Все заслуги перед партией аннулируются в полночь!
«Братцы, черви…»
– Оставь надежду, всяк сюда входящий… – стрельнула я взглядом через плечо на чудесную липовую аллею 2-й Фрунзенской.
И шагнула на ступеньку офиса номер 4 дома номер 7…
…Большая, некогда выбеленная, обшарпанная приемная с черным вытертым полом. Любимое пристанище морозных уличных сквозняков. Совершенно нежилой офис в худшем его смысле. Транзит, ничего человеческого, безостановочный конвейер, гонящий через себя десятки людей. Перекачивающий их заклинившим в положении «открыто» шлюзом, стремительно перемалывающий их в боевые отряды. Не обжитый, а как-то прямо-таки разоренный шинелями, винтовками, вещмешками, сапогами военкомат, откуда эшелоны гонят сразу на войну…

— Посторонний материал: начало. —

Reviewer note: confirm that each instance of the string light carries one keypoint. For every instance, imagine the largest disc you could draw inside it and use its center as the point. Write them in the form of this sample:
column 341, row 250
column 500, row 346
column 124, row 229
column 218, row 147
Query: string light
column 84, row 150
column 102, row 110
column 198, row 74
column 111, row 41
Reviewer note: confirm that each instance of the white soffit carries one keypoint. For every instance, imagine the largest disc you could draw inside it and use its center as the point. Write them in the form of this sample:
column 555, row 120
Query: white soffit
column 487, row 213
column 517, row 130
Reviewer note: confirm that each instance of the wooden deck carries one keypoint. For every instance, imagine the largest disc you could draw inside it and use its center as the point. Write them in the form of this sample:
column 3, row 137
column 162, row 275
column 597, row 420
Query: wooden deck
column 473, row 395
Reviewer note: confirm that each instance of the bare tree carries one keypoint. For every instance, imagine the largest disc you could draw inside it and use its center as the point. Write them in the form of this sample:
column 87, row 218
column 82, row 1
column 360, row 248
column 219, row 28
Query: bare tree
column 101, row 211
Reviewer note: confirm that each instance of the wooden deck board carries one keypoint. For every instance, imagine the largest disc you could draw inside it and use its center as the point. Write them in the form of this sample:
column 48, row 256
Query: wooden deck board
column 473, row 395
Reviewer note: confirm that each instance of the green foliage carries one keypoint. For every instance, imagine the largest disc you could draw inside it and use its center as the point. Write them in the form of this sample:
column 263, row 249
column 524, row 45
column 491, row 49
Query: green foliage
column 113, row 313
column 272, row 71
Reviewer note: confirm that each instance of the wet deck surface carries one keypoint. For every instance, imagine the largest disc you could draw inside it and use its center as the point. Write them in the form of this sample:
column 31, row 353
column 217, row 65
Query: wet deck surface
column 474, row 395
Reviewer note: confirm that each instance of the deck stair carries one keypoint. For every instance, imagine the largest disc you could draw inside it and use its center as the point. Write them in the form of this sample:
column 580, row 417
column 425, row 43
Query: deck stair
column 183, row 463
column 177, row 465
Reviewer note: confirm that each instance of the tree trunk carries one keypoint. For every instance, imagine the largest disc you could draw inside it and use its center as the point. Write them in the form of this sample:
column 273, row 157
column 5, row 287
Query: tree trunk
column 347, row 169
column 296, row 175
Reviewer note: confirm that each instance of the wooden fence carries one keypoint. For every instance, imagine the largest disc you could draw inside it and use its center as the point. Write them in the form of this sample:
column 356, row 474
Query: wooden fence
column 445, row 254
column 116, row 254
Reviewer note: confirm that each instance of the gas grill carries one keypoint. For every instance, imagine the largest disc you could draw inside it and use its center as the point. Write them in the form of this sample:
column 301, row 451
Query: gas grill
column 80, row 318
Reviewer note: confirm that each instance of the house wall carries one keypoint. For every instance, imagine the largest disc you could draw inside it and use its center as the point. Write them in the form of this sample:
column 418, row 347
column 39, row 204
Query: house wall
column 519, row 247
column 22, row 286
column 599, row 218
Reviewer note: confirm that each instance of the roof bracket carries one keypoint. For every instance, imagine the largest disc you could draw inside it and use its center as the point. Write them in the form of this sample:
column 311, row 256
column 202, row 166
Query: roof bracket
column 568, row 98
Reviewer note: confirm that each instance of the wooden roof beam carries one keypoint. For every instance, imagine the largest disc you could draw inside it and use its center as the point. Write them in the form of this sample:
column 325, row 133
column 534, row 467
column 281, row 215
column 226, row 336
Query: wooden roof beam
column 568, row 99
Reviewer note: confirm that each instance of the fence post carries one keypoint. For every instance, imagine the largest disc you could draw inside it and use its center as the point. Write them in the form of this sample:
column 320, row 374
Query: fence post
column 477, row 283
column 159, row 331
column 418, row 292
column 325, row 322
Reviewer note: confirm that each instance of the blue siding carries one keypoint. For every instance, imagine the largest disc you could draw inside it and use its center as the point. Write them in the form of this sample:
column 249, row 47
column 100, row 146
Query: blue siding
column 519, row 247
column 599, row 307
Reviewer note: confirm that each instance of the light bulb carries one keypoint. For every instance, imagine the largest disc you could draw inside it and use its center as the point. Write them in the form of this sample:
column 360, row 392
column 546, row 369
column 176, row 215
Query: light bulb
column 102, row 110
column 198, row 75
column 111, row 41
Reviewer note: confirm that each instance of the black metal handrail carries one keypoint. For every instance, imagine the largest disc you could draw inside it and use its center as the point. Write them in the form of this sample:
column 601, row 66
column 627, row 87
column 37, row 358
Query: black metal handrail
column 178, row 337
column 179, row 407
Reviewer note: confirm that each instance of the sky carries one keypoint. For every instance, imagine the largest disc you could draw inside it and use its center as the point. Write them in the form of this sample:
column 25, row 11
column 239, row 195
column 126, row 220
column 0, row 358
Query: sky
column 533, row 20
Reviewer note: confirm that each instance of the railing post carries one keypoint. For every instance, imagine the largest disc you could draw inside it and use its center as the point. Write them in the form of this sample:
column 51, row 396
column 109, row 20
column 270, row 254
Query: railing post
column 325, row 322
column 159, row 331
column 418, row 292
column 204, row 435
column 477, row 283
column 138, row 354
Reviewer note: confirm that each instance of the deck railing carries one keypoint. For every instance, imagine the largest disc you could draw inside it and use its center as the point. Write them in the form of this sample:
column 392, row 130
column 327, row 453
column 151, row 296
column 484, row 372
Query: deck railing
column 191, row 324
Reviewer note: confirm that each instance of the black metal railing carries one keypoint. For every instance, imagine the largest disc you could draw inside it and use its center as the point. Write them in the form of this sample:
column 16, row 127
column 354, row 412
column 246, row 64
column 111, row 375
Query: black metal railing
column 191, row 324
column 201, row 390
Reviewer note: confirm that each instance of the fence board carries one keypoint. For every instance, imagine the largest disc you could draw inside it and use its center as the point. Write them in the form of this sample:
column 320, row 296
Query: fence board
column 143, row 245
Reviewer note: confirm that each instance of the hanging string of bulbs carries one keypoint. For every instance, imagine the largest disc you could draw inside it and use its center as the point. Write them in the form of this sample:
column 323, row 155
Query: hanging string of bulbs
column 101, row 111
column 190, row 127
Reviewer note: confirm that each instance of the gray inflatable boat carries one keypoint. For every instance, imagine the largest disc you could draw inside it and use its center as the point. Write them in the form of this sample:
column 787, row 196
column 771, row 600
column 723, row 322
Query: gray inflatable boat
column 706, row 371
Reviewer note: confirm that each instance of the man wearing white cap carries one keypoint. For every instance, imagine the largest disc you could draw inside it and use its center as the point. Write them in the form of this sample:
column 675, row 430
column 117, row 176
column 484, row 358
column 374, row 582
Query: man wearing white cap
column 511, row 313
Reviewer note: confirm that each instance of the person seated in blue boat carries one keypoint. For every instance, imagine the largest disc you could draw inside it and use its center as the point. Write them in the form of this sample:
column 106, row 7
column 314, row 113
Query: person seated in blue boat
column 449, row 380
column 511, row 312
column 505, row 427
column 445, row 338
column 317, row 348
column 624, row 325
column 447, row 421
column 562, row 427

Отсюда в недели перед выборами в Госдуму в ноябре 2003 года отправлялись бригады распространителей агитационной литературы и расклейщиков запрещенных листовок «Гражданин, не ходи на выборы!» со стопками «вещдоков» и бутылями с клеем. Расклейщики кавалерийскими наскоками налетали на пустые утренние вагоны, на стены домов, чтобы стремительно налепить листовку и смыться.
А табор распространителей основательно выгружался со всем скарбом на платформе метро, чтобы потом распределиться по району. Горячими степными ветрами мимо проносились завывающие составы, обдавая грохотом и жаром большое стойбище племени диких кочевников. Людей, еды, воды, жилья, дорог, самих себя и солнечного света эти лютые бродяги не видели уже лет сорок. Или четыреста. Они стояли здесь вечно…
На стене в приемной висел здоровый плакат: Фантомас с револьвером. Женя рассеянно остановился под плакатом. Я попросила его больше так не делать. Одно лицо…
Душа Бункера была не там. Узкий коридор расширялся и отвоевывал у «горной породы» подземелья дома, населенного – как привидениями! – пенсионерами КГБ, немного пространства. Как раз хватило для стола и двух длинных лавок за деревянной «барной» стойкой-загородкой. Нелюдимая официозность белой штукатурки сменилась темным, аутентичнейшим, нашептывающим о винных погребах в королевских замках, буро-красным кирпичом. Небольшая стена, но она была «кирпичная» донельзя. Как еще передать это чувство? На стене черной краской было начертано: «ВСЕ ЗАСЛУГИ ПЕРЕД ПАРТИЕЙ АННУЛИРУЮТСЯ В ПОЛНОЧЬ!» Венец творенья… Дальше в углу за дверью приглушенно и упорно грохотала вода.
Повернув за угол, я каждый раз пугалась: из конца коридора на меня шла спрессованная в плеть черная тень. Особенно неприятно было, когда при почти выключенном ночном свете перемещался лишь силуэт. Фу-ты, всего лишь зеркало.
Налево – коридор с трубами под потолком, здоровый белый зал собраний и анфилада из двух захламленных комнат с кучей посадочных мест. Комнаты вроде как лучшие здесь. Но там точечно воняло как-то прямо даже бомжово, и хоть о чем-нибудь здесь, к чему подошло бы определение «лучший», говорить не приходилось.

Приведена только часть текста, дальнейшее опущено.